Proximity to family eases the transition for seniors, even if they must leave their hometowns, Ellis notes. So construction of new senior housing is popping up in other growing communities, such as Solon and Strongsville, as well.
In Strongsville, three assisted-living facilities and one independent community cater to the city's building and population boom, says Barbara Nyegran, director of Strongsville's Office on Aging. As young families move in, so do the grandparents.
"Research indicates that most older adults would like to live within a 15- to 20-minute ride from their children," Nyegran says. "That is the reason that many of the buildings are going up here and people prefer living in this community."
East and South side suburbs will soon become hotbeds for assisted- and independent-living construction, just like the West Side, predicts Eileen Regan, Solon's director of senior services. "I don't think that demand is greater on the West Side, but they have a lot more available land than we do," she says.
"We have a number of residents who are LTSRs — longtime Solon residents — and they can no longer take care of their homes because of poor health or they are widowers and no longer want to stay in their homes," Regan says. "They are looking for independent senior housing. That is our greatest call right now."

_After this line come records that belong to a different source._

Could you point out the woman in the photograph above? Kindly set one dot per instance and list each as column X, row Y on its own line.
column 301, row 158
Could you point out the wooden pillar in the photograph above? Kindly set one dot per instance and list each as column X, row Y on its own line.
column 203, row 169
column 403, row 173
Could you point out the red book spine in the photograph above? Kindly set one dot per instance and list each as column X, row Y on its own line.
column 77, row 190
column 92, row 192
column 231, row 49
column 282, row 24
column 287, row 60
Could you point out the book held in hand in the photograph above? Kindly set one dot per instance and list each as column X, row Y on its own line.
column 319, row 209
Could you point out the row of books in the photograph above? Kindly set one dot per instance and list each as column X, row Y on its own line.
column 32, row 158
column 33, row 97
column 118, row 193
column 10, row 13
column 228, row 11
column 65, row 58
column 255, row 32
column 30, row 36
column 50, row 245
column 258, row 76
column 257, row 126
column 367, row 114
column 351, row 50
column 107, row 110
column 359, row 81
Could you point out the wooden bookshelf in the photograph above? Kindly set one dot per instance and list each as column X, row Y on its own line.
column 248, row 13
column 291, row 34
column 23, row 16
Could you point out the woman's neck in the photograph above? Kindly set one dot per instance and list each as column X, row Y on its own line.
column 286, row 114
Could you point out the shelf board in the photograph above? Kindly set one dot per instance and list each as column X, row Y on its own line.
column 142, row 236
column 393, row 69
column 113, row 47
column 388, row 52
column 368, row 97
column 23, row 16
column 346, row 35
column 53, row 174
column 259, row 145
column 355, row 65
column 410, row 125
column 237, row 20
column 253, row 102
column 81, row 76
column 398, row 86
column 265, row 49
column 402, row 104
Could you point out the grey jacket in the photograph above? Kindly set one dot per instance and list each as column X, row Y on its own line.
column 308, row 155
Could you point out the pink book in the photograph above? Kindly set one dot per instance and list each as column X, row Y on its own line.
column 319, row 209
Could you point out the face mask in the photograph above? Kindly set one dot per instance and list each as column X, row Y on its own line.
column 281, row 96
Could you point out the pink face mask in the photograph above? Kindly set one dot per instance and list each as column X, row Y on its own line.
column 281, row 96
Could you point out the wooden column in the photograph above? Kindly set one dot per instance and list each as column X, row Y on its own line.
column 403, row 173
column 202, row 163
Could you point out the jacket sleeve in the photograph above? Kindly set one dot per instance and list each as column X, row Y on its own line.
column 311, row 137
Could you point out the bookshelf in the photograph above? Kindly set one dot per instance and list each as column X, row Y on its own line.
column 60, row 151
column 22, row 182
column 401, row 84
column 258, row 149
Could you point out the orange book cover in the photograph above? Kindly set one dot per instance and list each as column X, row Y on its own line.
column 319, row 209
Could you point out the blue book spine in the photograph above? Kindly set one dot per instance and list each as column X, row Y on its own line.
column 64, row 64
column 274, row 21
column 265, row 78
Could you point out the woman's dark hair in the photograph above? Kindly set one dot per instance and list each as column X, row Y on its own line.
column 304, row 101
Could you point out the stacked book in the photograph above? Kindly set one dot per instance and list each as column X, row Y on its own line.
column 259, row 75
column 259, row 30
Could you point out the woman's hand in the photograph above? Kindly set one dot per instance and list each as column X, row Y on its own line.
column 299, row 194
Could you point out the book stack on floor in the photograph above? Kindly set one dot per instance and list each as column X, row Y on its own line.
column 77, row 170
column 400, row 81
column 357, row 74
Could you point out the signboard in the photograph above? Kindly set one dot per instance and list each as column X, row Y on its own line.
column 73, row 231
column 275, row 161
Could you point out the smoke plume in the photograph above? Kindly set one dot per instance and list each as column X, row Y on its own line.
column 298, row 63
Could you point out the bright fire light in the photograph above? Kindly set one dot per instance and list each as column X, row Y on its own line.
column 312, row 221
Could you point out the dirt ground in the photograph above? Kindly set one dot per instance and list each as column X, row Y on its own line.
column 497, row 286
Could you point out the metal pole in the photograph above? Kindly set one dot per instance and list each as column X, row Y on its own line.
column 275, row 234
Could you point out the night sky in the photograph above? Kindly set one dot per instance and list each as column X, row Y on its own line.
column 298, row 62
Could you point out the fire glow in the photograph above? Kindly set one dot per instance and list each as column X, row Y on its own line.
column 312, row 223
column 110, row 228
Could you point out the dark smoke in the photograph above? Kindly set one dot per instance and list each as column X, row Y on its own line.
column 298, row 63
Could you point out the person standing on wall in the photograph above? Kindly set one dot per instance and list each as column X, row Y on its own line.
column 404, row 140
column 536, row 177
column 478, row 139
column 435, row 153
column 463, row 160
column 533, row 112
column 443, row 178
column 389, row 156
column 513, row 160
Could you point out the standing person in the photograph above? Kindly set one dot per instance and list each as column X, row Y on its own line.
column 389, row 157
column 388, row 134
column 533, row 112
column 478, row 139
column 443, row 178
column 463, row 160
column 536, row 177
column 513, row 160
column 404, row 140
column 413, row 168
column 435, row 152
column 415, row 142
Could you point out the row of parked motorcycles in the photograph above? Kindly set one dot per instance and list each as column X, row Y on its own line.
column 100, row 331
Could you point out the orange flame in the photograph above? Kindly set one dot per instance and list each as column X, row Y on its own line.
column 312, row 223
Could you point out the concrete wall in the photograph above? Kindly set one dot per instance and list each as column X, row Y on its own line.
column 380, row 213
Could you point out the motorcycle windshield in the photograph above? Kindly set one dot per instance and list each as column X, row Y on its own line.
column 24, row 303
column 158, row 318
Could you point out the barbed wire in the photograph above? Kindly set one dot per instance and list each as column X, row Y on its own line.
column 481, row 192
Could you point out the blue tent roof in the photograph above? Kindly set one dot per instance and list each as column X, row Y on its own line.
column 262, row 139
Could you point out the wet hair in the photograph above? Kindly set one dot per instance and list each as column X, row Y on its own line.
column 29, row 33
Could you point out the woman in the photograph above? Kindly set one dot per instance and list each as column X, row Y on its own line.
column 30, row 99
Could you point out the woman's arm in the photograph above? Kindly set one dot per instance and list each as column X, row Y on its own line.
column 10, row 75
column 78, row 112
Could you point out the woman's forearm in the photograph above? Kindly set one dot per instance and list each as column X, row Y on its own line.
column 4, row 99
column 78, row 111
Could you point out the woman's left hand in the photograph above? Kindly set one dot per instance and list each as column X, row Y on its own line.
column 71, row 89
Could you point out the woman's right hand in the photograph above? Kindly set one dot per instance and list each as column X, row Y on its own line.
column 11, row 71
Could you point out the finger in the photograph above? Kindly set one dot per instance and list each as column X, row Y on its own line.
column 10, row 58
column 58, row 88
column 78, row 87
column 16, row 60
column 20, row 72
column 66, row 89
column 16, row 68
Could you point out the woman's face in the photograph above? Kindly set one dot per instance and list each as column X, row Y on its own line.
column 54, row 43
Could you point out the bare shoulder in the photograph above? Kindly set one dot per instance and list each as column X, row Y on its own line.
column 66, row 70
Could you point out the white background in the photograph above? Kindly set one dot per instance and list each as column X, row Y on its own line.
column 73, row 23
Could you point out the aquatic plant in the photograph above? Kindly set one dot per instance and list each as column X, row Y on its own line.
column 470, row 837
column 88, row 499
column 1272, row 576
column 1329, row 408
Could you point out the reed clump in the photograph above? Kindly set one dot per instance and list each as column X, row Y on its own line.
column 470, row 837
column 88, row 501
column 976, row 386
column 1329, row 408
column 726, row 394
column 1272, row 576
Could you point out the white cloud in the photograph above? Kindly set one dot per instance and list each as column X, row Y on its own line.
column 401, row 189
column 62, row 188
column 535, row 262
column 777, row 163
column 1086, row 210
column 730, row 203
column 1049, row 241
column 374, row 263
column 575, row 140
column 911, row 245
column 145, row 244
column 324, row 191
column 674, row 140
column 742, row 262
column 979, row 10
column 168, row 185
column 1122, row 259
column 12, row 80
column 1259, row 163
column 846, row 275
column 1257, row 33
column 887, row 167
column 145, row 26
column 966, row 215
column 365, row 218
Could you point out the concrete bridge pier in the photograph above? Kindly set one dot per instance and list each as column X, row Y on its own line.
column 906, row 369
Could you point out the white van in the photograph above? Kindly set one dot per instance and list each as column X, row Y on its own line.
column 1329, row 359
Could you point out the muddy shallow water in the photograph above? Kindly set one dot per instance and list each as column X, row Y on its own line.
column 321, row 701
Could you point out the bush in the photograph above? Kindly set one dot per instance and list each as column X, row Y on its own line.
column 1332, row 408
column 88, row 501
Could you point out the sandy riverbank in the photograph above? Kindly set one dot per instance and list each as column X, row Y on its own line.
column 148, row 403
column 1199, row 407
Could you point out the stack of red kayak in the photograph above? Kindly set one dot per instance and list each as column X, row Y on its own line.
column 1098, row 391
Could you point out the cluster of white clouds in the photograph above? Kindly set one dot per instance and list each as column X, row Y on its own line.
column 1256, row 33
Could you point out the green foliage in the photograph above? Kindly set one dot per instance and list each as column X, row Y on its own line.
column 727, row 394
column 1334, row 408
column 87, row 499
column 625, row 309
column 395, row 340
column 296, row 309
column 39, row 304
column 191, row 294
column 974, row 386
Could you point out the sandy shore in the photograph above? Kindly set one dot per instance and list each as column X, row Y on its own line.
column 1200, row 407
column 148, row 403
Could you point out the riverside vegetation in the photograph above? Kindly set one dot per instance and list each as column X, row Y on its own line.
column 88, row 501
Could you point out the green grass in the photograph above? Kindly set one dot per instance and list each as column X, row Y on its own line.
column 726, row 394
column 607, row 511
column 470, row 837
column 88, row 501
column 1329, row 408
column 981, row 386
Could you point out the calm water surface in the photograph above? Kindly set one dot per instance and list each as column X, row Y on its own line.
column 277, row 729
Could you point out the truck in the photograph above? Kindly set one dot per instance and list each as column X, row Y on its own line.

Mature Solon residents don't have to drive far to find senior-living options: Stratford Commons in nearby Glenwillow, Anna Maria of Aurora and Emerald Ridge of Solon.
This month, Solon residents will vote on a city issue that would create special zoning for independent senior dwellings. A second vote would allow a specific project to be built to answer the demand, Regan says. That project's residents would lean on the services at the city's senior center, which opened last year, and enjoy the benefits of living in a community designed for mature adults.
"The location is a stone's throw from [the senior center], adjacent [to] the library and close to stores like Giant Eagle," Regan notes. "That type of independent-living community is the most crucial step between leaving your home and [entering] a nursing home."